'Beware new date-rape drops'
2002-05-24 08:58
Antoinette Pienaar
Johannesburg - Teenagers are being warned never to buy eye drops from strangers at nightclubs as criminals are suspected of filling the bottles with a diluted, highly dangerous schedule 7 drug, which can be used in date rape.
The Gauteng Action Group for Medicine Crimes issued the warning at a meeting here on Thursday.
A Medicines Control Council (MCC) representative confirmed that a powerful medication used by veterinarians to anaesthetise animals might be in use as a drug.
The MCC, the Pharmaceutical Council, police, drug companies and others have been meeting on a regular basis in the past year to try to find solutions and curb medicine theft and forgeries and the importation of unregistered products.
The MCC also discovered that body builders were using steroids meant for horses to define their own muscles.
The council's inspectorate seized a consignment of these products from Australia, valued at R600 000, at Johannesburg International Airport three weeks ago.
More cases in South Africa
The products are said to cause sterility in women and have other dangerous side effects as they are unfit for human consumption.
The MCC is joining forces with the South African Revenue Services to curb the trade in illegal medicines. After a recent visit to South Africa, British medicine-control authorities suggested the council appoint more personnel to do its work.

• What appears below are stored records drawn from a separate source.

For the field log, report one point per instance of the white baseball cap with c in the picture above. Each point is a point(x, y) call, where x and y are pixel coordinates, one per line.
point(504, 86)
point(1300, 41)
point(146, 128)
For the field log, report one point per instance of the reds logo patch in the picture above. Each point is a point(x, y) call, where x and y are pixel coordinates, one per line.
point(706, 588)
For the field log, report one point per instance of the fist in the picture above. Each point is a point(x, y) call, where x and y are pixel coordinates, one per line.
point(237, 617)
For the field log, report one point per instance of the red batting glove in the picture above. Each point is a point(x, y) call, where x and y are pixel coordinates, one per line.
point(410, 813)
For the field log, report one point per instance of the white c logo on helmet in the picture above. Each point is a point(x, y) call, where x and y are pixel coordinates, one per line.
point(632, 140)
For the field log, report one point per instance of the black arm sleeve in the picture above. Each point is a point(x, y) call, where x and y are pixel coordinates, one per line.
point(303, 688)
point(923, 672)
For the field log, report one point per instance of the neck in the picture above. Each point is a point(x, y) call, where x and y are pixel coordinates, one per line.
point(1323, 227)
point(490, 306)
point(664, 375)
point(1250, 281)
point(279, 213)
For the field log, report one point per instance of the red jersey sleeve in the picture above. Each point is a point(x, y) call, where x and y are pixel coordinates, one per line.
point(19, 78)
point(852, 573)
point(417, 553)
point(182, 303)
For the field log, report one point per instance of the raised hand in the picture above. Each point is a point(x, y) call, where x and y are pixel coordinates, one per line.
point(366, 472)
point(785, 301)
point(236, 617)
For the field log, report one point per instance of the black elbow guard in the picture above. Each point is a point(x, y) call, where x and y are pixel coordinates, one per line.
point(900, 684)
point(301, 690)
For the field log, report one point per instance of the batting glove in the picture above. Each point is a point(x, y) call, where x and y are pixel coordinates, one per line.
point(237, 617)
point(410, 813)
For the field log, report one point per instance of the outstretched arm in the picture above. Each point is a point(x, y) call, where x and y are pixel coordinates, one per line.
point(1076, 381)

In London, inspectors probe three cases a year, while South African inspectors are burdened with up to 30 cases a month.
It is suspected that 90% of all medicine thefts are perpetrated by syndicates. Generally, only the runners are caught, and they refuse to disclose any information as the syndicates support them and pay their bail.
The MCC is told of medicine delivery trucks being hijacked on an almost weekly basis and in only two cases in Gauteng this month more than R2.6 million worth of medicine was stolen.
The action group tried to find solutions on Thursday for the MCC's serious space shortage for storing which had been confiscated and needed to be kept as evidence in court.
Neither the police, drug companies, health department nor the MCC financial department have been able to provide storage space. Drug companies, however, have offered to pay for storage containers.
The possibility of marking medicine with microchips instead of bar codes was proposed on Thursday. Devices able to "read" the chips would be able to "follow" a medicine package from the manufacturer to the pharmacy shelves. This could help manufacturers to identify stolen goods.
This sort of technology is not in use yet anywhere in the world and companies will have to determine whether medicine crimes warrant the expense.